Yahoo has said that it has fixed a flaw that was not the Shellshock exploit.
Following a number of stories claiming that Yahoo had suffered a number of problems, CISO Alex Stamos left a lengthy comment on The Hacker News stating that it had “isolated a handful of servers” and after investigating the situation fully, he said that the servers were not affected by Shellshock.
He said: “Three of our Sports API servers had malicious code executed on them this weekend by attackers looking for vulnerable Shellshock servers. These attackers had mutated their exploit, likely with the goal of bypassing IDS/IDP or WAF filters. This mutation happened to exactly fit a command injection bug in a monitoring script our Sports team was using at that moment to parse and debug their web logs.

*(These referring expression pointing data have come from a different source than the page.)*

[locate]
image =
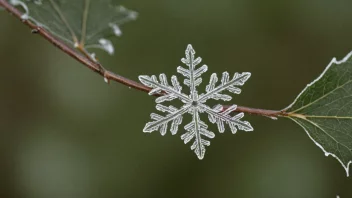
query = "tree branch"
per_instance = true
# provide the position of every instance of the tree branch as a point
(108, 75)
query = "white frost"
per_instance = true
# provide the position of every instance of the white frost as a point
(107, 46)
(116, 29)
(194, 104)
(333, 61)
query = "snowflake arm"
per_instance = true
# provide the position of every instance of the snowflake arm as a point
(171, 92)
(216, 115)
(161, 123)
(214, 92)
(192, 76)
(195, 130)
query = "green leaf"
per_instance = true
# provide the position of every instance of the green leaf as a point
(324, 110)
(82, 23)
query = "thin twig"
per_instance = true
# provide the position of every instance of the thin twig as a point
(108, 75)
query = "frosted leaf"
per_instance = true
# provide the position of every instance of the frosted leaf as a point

“Regardless of the cause our course of action remained the same: to isolate the servers at risk and protect our users’ data. The affected API servers are used to provide live game streaming data to our Sports front-end and do not store user data. At this time we have found no evidence that the attackers compromised any other machines or that any user data was affected. This flaw was specific to a small number of machines and has been fixed, and we have added this pattern to our CI/CD code scanners to catch future issues.”
Stamos acknowledged that the episode caused some confusion in their team, since the servers in question had been successfully patched twice immediately after the Bash issue became public. This came after Yahoo previously said that it had servers compromised by Shellshock, according to Bloomberg.
Stamos said that once it had ensured that the impacted servers were isolated from the network, the comprehensive trace of the attack code through our entire stack revealed the root cause to not be Shellshock.
He said: “Let this be a lesson to defenders and attackers alike: just because exploit code works doesn’t mean it triggered the bug you expected!”